The plot follows five women who meet at a ‘Womens Aid’ group, ostensibly to talk through their struggles, but in reality to laugh about sex, tear down one another’s self-respect and give and receive macaroni valentines. Although we have an awareness of passing time, partly thanks to Olivia Gaunt’s compelling renditions of songs like ‘Have Yourself a Merry Little Christmas’ in between scenes, plot is very much secondary to characterization here: it is the gradual insight we gain into these women’s natures and backgrounds that lends the show its real flair.
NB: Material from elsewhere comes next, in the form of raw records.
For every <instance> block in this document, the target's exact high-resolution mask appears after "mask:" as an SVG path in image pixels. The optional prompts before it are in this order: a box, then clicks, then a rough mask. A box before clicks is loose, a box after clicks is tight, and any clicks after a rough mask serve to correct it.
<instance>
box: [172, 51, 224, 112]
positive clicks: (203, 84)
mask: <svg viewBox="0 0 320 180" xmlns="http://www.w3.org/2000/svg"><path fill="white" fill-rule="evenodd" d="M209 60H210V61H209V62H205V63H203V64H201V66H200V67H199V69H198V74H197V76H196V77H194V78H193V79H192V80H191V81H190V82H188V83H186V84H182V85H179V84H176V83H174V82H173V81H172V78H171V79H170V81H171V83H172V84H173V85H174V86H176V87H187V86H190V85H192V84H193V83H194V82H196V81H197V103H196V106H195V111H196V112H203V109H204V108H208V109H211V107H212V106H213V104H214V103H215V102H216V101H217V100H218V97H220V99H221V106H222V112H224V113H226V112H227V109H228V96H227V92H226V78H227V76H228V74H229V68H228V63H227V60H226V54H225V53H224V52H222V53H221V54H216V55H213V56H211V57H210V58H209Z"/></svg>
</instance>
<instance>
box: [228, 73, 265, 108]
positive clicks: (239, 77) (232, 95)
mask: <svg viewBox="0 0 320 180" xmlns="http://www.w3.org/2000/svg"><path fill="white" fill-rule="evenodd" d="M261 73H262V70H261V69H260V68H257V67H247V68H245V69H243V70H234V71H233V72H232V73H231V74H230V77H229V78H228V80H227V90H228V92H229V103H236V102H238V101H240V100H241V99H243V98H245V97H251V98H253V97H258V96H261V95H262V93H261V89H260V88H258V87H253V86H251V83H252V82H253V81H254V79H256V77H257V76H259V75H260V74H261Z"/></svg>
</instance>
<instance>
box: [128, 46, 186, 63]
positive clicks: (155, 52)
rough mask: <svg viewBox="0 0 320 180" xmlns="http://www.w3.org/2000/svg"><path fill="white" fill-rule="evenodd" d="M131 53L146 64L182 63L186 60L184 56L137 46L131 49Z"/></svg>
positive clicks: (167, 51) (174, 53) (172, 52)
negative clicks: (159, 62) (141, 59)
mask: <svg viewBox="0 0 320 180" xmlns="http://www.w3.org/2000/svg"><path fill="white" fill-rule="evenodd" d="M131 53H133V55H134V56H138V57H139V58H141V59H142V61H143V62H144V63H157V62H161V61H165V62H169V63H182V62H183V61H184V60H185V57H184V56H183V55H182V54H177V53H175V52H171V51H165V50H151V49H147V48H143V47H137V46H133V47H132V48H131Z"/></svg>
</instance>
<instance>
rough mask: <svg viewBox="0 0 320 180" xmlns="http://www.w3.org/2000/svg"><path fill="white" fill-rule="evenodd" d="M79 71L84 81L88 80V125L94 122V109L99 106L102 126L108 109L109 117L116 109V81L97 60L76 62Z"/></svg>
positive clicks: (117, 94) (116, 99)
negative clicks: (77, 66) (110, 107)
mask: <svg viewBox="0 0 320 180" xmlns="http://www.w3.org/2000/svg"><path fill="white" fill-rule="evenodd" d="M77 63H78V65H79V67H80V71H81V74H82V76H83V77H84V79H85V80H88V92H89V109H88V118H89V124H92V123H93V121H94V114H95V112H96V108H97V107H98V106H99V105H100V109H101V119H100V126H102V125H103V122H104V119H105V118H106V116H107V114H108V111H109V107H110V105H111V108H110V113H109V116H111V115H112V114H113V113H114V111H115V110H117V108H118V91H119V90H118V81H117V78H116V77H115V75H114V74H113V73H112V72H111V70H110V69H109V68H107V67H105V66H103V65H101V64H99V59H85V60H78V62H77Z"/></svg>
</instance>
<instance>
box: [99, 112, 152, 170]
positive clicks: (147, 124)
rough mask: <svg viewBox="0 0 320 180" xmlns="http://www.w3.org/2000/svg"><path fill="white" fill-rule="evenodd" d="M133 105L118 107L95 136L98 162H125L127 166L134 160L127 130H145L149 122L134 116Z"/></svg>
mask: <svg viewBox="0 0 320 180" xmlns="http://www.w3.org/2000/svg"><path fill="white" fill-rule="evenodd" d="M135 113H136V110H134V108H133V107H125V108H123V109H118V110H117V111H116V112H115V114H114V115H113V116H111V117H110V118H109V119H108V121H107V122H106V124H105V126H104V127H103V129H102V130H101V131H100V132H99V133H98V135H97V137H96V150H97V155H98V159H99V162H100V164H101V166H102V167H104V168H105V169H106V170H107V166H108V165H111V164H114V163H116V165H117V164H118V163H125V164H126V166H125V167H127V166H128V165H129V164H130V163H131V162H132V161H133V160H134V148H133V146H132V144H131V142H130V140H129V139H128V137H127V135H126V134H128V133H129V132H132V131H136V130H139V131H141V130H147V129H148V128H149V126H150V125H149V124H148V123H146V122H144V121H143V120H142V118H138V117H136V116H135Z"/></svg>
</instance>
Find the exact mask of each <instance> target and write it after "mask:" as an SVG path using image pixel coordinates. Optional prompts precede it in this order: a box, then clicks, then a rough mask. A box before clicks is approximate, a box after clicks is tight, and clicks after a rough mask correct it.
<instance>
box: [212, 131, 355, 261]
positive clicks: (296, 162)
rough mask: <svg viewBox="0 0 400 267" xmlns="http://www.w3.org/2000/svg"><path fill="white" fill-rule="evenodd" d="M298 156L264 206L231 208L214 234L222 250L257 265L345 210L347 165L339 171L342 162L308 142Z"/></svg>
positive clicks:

There are some truly outstanding performances. Katurah Morrish excels from her opening speech and effectively captures Antonia’s mental instability in her rapid emotional shifts: she exercises a tremendous versatility of expression in her face and voice, infusing her body with mock sexual attraction, cradling a hobnob to croak ‘The body of Christ?’ or standing limply with eyes that plead exhaustion. Most of the time, playfulness and sarcasm drip through her every syllable. There’s a sense throughout the performance that the rest of the characters are playing her game, and, by the end, that the audience is too.

In the initial scenes I wonder if it will be entirely Morrish’s show, but as the play progresses there are moments of real vulnerability and beauty conjured by the other actresses, especially in an exchange about domestic abuse that takes place between Amy Malone (Isabel) and Julia Kass (Helen). Indeed, there is a real sense of ensemble throughout, and whilst each cast member pulls more than her weight in individual merit, it is the collective performance and subtle interchanges which hammer home that this is a play about ‘madwomen’ in the plural.

The lighting changes are minimal and the chairs only moved once during the performance, challenging the cast to retain audience engagement when most of the play is static. Although there are occasional moments in earlier scenes where the energy very slightly drops, it soon regains momentum to build in intensity until the final curtain. When it does fall, a rather large part of me wants to shout after the enthusiastic applause: ‘Wait. No. Come back!’

It’s an odd play, but the oddness works. One moment, the audience is giggling about a rather nasty yeast infection, the next crushed beneath the weight of Morrish’s hopeless observation: ‘We’re all alone, all together. All united - together in nothingness.’ The script is fantastic: Kennan takes what she likes from Bronte, then throws in Countryfile and thrush to produce something that deserves a title echoing Gilbert and Gubar’s feminist masterpiece.

As I head for the door after an hour well spent, I encounter a fellow audience member searching vainly for the Gents. He stops to nod and remark with slightly dazed eyes: ‘That was good.’ I’m inclined to agree.